The second is a place-value lookup approach:
- precompute Roman strings for the thousands digit
- precompute Roman strings for the hundreds digit
- precompute Roman strings for the tens digit
- precompute Roman strings for the ones digit
Then index into those four tables and concatenate the results. That version is also optimal for this problem and can be slightly shorter, but the greedy table is usually the better interview answer because it shows the rule behind the notation rather than hardcoding digit buckets.
Python solution
from typing import List, Tuple
ROMAN_VALUE_SYMBOL_PAIRS: List[Tuple[int, str]] = [
(1000, "M"),
(900, "CM"),
(500, "D"),
(400, "CD"),
(100, "C"),
(90, "XC"),
(50, "L"),
(40, "XL"),
(10, "X"),
(9, "IX"),
(5, "V"),
(4, "IV"),
(1, "I"),
]
def convert_integer_to_roman(number: int) -> str:
"""Convert a positive integer in the range 1..3999 to Roman numerals."""
if not 1 <= number <= 3999:
raise ValueError("Roman numeral conversion expects 1 <= number <= 3999.")
remaining_value = number
roman_parts: List[str] = []
for value, symbol in ROMAN_VALUE_SYMBOL_PAIRS:
if remaining_value == 0:
break
# Emit the current Roman block as many times as it fits.
symbol_count = remaining_value // value
if symbol_count == 0:
continue
roman_parts.append(symbol * symbol_count)
remaining_value -= value * symbol_count
return "".join(roman_parts)
class Solution:
def intToRoman(self, num: int) -> str:
return convert_integer_to_roman(num)Interview follow-ups
What if the interviewer asks for the reverse conversion, Roman to Integer?
Then the clean approach is to scan from left to right and compare each symbol with the one after it. If the current symbol is smaller than the next one, subtract it; otherwise add it. That works because subtractive notation only appears when a smaller symbol precedes a larger one, such as I before V or X before C.
The time complexity is linear in the string length and the extra space is O(1). This is a good follow-up because it checks whether the candidate understands the structure of Roman numerals in both directions, not just how to memorize one mapping table.
How would you validate invalid Roman numerals instead of assuming the input is well-formed?
A production parser usually needs more than simple addition and subtraction. It must reject illegal repetitions like VV, invalid subtractive pairs like IL, and malformed ordering patterns.
One practical strategy is to parse the Roman numeral to an integer, convert that integer back to a canonical Roman numeral with the same conversion function, and compare the rebuilt string with the original input. If they differ, the original string was not in canonical form. That keeps the logic simple and centralizes the formatting rules in one place, though it adds an extra conversion pass.
What changes if the numeral system must support values larger than 3999?
The LeetCode problem avoids that complication by capping the input at 3999, which fits the standard Roman symbols. If the system must go beyond that, the first thing to decide is the notation rule: some variants use overlines to mean multiplication by 1000, while others define nonstandard extensions.

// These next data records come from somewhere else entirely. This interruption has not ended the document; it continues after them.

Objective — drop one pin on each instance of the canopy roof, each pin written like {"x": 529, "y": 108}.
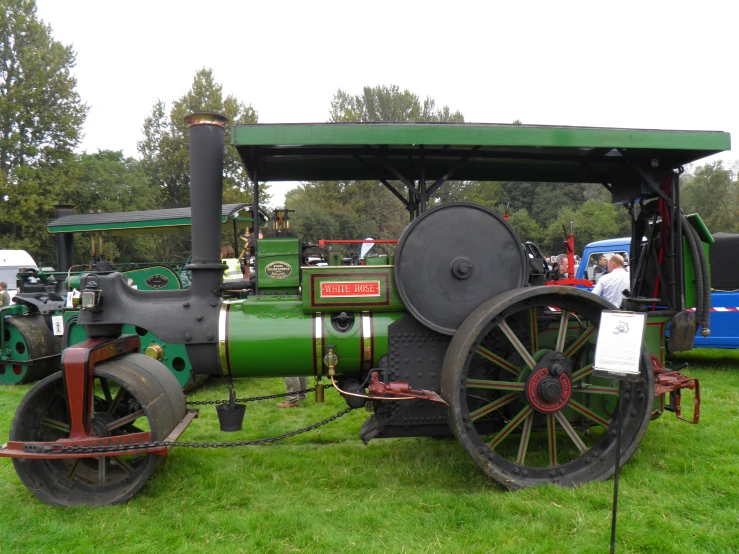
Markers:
{"x": 173, "y": 220}
{"x": 473, "y": 151}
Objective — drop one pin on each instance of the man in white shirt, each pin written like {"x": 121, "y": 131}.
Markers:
{"x": 612, "y": 286}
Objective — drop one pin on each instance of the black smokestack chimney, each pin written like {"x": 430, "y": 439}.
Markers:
{"x": 64, "y": 241}
{"x": 206, "y": 196}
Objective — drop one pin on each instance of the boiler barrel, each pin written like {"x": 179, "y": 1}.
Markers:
{"x": 279, "y": 340}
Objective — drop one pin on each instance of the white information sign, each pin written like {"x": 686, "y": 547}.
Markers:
{"x": 618, "y": 350}
{"x": 57, "y": 322}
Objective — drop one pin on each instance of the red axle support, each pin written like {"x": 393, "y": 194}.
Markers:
{"x": 55, "y": 450}
{"x": 673, "y": 382}
{"x": 78, "y": 364}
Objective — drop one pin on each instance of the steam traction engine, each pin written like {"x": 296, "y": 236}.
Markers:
{"x": 457, "y": 334}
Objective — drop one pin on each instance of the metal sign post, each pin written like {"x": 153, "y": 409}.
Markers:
{"x": 618, "y": 356}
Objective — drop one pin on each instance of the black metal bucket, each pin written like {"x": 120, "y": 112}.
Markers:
{"x": 231, "y": 417}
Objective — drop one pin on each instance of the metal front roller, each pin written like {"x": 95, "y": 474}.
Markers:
{"x": 522, "y": 398}
{"x": 133, "y": 395}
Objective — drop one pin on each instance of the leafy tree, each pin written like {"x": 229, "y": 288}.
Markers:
{"x": 41, "y": 118}
{"x": 358, "y": 209}
{"x": 111, "y": 183}
{"x": 713, "y": 192}
{"x": 527, "y": 227}
{"x": 165, "y": 153}
{"x": 593, "y": 220}
{"x": 388, "y": 103}
{"x": 164, "y": 148}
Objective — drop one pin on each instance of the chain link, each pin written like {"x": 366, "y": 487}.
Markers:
{"x": 133, "y": 448}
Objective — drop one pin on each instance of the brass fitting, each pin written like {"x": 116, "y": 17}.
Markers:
{"x": 331, "y": 359}
{"x": 154, "y": 351}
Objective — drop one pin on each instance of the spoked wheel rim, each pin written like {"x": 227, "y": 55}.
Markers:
{"x": 523, "y": 400}
{"x": 122, "y": 406}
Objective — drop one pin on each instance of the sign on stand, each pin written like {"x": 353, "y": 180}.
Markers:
{"x": 618, "y": 350}
{"x": 618, "y": 356}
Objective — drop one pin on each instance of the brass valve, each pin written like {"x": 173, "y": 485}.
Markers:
{"x": 331, "y": 359}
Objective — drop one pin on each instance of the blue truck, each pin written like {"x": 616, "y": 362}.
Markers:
{"x": 724, "y": 277}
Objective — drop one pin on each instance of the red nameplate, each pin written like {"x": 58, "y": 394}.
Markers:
{"x": 348, "y": 289}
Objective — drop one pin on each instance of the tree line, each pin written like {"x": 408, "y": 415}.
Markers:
{"x": 41, "y": 122}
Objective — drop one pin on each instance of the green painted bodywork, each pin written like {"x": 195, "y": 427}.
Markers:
{"x": 147, "y": 222}
{"x": 15, "y": 351}
{"x": 272, "y": 337}
{"x": 430, "y": 134}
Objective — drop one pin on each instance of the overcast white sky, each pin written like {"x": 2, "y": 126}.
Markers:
{"x": 646, "y": 64}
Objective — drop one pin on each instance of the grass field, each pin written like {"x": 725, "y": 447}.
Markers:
{"x": 327, "y": 492}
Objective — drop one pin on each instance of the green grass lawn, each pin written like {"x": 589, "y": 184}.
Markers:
{"x": 326, "y": 492}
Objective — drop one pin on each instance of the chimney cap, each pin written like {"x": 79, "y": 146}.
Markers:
{"x": 206, "y": 118}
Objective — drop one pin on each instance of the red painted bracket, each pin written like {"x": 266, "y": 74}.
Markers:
{"x": 323, "y": 243}
{"x": 401, "y": 390}
{"x": 78, "y": 363}
{"x": 570, "y": 281}
{"x": 672, "y": 383}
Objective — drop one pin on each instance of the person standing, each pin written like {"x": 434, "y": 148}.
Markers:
{"x": 233, "y": 267}
{"x": 601, "y": 268}
{"x": 613, "y": 286}
{"x": 4, "y": 296}
{"x": 293, "y": 398}
{"x": 564, "y": 266}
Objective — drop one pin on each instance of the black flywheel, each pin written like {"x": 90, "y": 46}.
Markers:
{"x": 453, "y": 258}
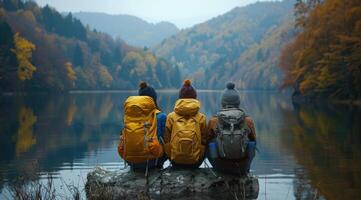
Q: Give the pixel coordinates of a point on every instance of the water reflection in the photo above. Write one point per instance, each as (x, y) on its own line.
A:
(326, 142)
(305, 152)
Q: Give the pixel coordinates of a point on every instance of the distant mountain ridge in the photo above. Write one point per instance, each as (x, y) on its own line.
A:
(133, 30)
(243, 46)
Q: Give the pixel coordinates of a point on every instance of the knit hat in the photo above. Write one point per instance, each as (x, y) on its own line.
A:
(146, 90)
(230, 97)
(187, 91)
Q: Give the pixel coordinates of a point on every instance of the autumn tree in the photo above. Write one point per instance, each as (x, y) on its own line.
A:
(23, 51)
(324, 58)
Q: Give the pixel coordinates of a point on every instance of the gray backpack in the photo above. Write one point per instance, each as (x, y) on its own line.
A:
(232, 134)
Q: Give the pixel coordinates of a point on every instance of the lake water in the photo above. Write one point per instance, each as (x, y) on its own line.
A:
(305, 152)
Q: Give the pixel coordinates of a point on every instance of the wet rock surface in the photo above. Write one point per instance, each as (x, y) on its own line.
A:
(169, 184)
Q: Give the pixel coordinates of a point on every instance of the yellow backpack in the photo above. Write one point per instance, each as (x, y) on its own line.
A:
(185, 144)
(139, 134)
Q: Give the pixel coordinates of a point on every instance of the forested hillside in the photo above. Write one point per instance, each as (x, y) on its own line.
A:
(324, 59)
(131, 29)
(242, 45)
(42, 50)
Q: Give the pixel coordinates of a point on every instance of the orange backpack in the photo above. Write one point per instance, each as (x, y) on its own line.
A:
(139, 141)
(185, 144)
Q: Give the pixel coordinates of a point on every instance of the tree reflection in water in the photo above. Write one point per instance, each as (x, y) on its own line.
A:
(306, 151)
(326, 141)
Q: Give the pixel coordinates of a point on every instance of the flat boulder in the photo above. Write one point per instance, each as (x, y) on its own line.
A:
(202, 184)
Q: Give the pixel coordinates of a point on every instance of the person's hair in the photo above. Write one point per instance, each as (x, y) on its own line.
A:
(187, 82)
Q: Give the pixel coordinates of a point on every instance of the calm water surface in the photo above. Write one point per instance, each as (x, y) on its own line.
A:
(305, 152)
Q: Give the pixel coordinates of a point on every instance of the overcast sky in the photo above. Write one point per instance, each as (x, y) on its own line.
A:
(183, 13)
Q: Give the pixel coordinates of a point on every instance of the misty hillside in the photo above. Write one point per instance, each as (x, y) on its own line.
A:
(42, 50)
(242, 45)
(131, 29)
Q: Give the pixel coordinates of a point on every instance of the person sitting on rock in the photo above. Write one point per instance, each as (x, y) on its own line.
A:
(141, 141)
(232, 136)
(185, 136)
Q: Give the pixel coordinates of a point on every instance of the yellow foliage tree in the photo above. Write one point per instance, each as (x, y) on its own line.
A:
(23, 51)
(71, 74)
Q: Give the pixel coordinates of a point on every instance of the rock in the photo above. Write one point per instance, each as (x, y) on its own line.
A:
(169, 184)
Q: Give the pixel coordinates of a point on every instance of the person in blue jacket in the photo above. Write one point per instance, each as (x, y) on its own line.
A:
(146, 90)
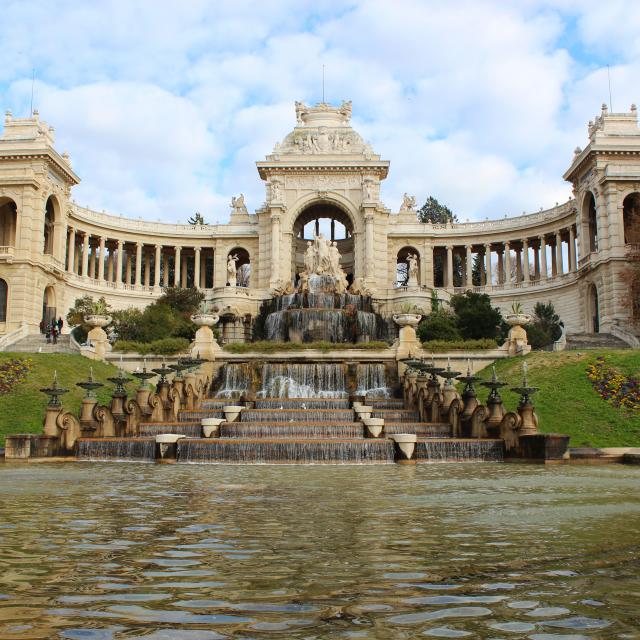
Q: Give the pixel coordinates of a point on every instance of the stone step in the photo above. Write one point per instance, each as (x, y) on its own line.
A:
(580, 341)
(37, 343)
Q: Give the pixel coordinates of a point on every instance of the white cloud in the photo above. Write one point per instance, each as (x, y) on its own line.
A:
(165, 111)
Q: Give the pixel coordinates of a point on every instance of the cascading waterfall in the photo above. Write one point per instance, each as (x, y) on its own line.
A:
(292, 380)
(286, 452)
(291, 430)
(307, 403)
(236, 380)
(321, 315)
(372, 380)
(460, 450)
(297, 415)
(116, 449)
(188, 429)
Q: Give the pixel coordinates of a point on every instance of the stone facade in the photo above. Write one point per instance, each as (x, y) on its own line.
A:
(321, 177)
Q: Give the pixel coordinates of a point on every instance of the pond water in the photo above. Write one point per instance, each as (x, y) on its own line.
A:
(125, 550)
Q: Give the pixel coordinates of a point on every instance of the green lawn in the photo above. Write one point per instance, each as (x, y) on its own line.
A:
(566, 402)
(22, 410)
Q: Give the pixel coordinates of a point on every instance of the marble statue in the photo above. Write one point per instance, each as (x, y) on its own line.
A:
(237, 205)
(334, 258)
(232, 270)
(412, 263)
(408, 203)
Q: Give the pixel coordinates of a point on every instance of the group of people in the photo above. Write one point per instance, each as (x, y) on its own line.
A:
(52, 330)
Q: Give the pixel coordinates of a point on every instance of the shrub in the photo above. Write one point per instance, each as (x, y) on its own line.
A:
(546, 327)
(268, 346)
(163, 347)
(476, 318)
(12, 373)
(467, 345)
(439, 325)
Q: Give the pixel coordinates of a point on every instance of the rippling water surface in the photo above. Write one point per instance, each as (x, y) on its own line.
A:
(99, 551)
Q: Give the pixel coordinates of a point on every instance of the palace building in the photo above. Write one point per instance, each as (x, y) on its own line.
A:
(322, 178)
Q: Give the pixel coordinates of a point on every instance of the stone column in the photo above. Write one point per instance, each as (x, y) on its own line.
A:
(119, 263)
(147, 269)
(507, 263)
(138, 264)
(101, 253)
(487, 257)
(85, 255)
(368, 246)
(128, 267)
(156, 267)
(92, 263)
(176, 267)
(110, 266)
(165, 270)
(183, 272)
(572, 249)
(559, 268)
(196, 267)
(71, 254)
(275, 249)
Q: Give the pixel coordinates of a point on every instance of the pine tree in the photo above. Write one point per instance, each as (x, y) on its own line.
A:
(435, 213)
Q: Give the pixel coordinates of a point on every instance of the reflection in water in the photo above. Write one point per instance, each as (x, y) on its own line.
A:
(104, 551)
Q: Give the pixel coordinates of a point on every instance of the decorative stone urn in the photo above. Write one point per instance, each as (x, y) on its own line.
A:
(405, 444)
(204, 344)
(516, 342)
(211, 427)
(166, 446)
(408, 341)
(374, 426)
(232, 412)
(97, 335)
(364, 412)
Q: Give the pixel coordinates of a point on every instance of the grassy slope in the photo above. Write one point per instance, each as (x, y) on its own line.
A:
(22, 410)
(566, 402)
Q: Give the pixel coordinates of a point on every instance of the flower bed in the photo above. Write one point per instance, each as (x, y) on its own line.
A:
(613, 386)
(12, 373)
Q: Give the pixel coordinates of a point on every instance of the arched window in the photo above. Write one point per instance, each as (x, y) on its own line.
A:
(590, 219)
(4, 293)
(243, 266)
(8, 218)
(408, 267)
(631, 214)
(49, 220)
(333, 224)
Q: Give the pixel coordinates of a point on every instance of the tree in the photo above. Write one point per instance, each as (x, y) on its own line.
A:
(196, 219)
(476, 318)
(546, 327)
(182, 299)
(438, 325)
(435, 213)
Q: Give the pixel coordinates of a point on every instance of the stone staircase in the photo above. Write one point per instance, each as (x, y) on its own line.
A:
(580, 341)
(37, 343)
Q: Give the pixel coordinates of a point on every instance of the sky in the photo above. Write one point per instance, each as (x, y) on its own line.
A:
(166, 106)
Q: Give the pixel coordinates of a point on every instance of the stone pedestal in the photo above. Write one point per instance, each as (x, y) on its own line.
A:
(408, 343)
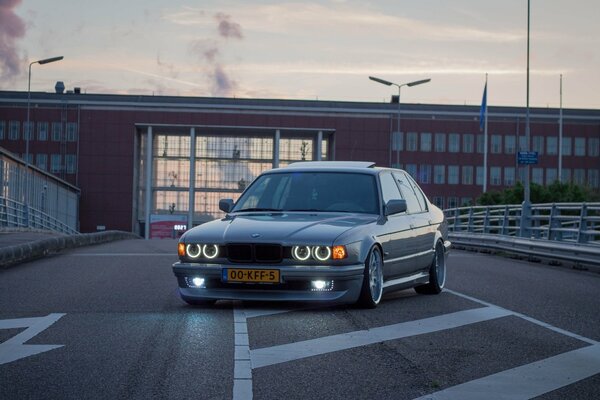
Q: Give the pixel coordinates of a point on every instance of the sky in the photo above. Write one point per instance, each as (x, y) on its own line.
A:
(323, 50)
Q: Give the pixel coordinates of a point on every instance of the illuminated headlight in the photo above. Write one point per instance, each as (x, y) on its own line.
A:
(321, 253)
(210, 250)
(321, 286)
(193, 250)
(301, 253)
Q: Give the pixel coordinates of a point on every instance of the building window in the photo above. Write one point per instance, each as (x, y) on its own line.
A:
(467, 175)
(28, 130)
(523, 146)
(579, 176)
(495, 176)
(13, 133)
(454, 143)
(412, 170)
(593, 178)
(71, 131)
(468, 143)
(566, 145)
(439, 174)
(480, 143)
(425, 141)
(552, 145)
(42, 131)
(41, 161)
(538, 144)
(566, 175)
(551, 175)
(496, 144)
(579, 147)
(453, 174)
(70, 161)
(510, 144)
(56, 131)
(398, 141)
(537, 175)
(411, 141)
(509, 176)
(425, 173)
(479, 176)
(593, 147)
(440, 143)
(55, 163)
(438, 201)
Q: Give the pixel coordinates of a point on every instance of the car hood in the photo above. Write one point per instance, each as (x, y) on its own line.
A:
(285, 228)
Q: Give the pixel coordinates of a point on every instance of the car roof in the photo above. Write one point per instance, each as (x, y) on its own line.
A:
(354, 166)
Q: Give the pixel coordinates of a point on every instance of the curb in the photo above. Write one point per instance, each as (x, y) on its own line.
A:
(20, 253)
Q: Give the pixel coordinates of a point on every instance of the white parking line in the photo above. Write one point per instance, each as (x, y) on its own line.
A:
(308, 348)
(528, 381)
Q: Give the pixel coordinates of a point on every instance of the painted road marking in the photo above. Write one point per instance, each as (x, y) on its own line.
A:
(14, 348)
(329, 344)
(530, 380)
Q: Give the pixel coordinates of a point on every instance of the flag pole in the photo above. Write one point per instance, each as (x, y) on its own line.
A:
(485, 141)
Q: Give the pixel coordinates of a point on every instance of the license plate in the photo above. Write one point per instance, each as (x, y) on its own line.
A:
(251, 275)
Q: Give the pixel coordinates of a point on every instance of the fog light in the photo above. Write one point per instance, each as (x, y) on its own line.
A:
(195, 282)
(321, 286)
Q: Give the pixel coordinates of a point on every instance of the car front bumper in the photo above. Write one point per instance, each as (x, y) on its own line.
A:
(295, 283)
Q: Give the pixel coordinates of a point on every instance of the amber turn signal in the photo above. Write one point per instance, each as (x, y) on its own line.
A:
(339, 252)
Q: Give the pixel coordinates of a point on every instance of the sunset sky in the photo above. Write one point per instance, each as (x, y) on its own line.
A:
(308, 50)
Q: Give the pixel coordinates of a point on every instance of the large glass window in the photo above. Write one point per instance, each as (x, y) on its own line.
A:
(468, 143)
(439, 174)
(454, 143)
(440, 142)
(579, 147)
(425, 141)
(411, 141)
(453, 174)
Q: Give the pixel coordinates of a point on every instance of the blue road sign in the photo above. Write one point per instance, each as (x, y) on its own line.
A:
(527, 157)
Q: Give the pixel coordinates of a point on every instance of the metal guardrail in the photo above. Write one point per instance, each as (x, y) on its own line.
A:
(17, 214)
(555, 231)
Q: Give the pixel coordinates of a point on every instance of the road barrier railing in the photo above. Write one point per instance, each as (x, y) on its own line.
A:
(554, 231)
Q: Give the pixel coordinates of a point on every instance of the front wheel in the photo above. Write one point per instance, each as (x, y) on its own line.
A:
(372, 288)
(437, 273)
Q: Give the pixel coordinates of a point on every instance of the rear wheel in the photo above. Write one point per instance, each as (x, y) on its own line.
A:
(437, 273)
(372, 288)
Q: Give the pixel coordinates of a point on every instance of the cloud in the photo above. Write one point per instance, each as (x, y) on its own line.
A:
(227, 28)
(12, 28)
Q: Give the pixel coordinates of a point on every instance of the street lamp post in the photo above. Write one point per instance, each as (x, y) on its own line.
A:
(29, 131)
(399, 86)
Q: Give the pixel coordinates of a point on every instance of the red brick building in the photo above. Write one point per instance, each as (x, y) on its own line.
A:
(99, 143)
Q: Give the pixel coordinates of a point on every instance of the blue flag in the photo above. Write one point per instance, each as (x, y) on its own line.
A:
(483, 110)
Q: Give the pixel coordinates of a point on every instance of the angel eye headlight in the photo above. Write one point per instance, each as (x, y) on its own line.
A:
(193, 250)
(301, 253)
(321, 253)
(210, 250)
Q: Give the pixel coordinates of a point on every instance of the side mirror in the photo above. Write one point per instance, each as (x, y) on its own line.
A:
(395, 207)
(225, 205)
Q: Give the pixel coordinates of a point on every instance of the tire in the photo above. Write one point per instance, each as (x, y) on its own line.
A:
(437, 273)
(372, 288)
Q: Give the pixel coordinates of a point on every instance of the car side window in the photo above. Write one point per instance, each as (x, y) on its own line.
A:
(389, 189)
(406, 187)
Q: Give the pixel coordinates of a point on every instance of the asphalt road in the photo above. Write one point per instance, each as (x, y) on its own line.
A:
(106, 322)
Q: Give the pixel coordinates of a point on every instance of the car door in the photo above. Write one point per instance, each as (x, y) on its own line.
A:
(422, 230)
(397, 235)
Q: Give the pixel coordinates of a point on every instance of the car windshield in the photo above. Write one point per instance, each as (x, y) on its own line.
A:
(311, 191)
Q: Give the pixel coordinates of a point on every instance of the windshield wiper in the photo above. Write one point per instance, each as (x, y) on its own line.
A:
(257, 209)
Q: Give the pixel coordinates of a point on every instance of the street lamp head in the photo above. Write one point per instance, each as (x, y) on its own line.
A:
(381, 81)
(49, 60)
(415, 83)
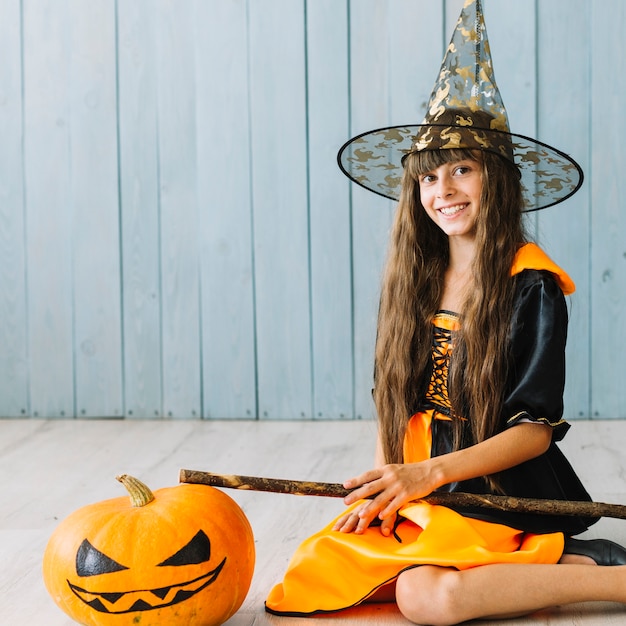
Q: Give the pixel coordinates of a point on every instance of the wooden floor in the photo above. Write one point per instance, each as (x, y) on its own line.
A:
(50, 468)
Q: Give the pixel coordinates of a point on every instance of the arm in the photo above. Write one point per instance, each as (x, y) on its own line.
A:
(398, 484)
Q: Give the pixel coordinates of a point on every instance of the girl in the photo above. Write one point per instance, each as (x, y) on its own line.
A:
(469, 377)
(471, 340)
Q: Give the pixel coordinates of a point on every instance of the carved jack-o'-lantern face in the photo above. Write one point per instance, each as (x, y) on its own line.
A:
(184, 557)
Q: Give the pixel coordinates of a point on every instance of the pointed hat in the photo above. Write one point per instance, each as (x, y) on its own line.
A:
(465, 110)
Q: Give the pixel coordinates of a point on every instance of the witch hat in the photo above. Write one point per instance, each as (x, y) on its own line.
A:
(465, 110)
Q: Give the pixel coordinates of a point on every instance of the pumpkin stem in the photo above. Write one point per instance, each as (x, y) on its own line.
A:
(140, 494)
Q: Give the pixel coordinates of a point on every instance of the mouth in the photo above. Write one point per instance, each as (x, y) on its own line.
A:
(145, 599)
(450, 211)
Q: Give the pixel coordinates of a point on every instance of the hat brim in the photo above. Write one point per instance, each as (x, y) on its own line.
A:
(373, 160)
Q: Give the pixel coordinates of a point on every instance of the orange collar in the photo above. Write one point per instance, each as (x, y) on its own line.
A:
(532, 257)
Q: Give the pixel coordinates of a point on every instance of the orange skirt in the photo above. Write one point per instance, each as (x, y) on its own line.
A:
(331, 570)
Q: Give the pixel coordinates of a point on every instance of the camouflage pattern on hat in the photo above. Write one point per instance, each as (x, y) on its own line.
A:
(465, 110)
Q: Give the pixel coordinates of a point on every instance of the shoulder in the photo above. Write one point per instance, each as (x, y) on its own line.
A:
(538, 297)
(530, 258)
(537, 280)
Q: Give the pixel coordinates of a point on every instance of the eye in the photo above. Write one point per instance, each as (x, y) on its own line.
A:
(198, 550)
(91, 562)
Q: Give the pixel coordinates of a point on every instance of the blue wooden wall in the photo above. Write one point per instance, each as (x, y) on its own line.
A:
(176, 239)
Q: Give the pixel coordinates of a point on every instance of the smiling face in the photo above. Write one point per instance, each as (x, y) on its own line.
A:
(187, 557)
(451, 195)
(92, 562)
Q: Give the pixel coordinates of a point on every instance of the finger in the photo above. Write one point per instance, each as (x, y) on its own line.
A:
(348, 524)
(391, 508)
(364, 492)
(386, 528)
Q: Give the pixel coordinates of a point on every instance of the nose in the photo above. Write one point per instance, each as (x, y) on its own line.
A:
(445, 186)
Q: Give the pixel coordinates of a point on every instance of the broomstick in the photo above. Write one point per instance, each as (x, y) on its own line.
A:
(462, 500)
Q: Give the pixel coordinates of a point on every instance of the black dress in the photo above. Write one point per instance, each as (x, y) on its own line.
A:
(535, 394)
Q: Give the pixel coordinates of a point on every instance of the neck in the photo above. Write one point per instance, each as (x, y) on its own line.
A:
(462, 254)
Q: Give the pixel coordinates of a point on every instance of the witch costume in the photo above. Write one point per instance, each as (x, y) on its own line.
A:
(332, 570)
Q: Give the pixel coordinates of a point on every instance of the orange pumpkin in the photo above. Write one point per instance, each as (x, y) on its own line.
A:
(183, 555)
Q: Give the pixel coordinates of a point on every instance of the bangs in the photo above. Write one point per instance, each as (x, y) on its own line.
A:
(419, 163)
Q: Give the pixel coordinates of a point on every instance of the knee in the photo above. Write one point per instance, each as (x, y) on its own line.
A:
(428, 595)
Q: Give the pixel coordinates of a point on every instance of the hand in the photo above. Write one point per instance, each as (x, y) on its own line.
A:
(393, 486)
(353, 522)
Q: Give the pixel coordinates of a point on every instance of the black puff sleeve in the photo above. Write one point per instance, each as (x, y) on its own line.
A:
(537, 370)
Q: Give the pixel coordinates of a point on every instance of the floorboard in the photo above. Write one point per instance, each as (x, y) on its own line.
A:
(49, 468)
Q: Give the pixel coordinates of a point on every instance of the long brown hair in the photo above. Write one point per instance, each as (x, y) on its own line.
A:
(411, 292)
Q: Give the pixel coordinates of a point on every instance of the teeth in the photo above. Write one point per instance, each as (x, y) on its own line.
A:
(451, 210)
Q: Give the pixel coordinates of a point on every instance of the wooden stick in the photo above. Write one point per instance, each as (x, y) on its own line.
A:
(461, 500)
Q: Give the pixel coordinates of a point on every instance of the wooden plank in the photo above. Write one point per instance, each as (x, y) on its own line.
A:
(390, 85)
(180, 298)
(371, 214)
(14, 400)
(564, 229)
(279, 196)
(95, 210)
(608, 222)
(225, 215)
(139, 201)
(154, 451)
(48, 209)
(329, 200)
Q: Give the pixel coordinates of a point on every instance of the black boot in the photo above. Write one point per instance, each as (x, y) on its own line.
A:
(602, 551)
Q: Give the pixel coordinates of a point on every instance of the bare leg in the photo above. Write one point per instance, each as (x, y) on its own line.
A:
(440, 596)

Once the notation is defined, the same greedy-table design still works. The table just needs more value-symbol pairs. The tradeoff is not algorithmic complexity; it is making sure the symbol set and formatting rules are specified clearly enough that there is still one canonical representation for each number.
Practical takeaway
The simplest way to remember this problem is: Roman numeral conversion is just greedy subtraction over a table that already includes the subtractive forms.
If the symbol table is correct and ordered from largest to smallest, the implementation stays short, readable, and robust.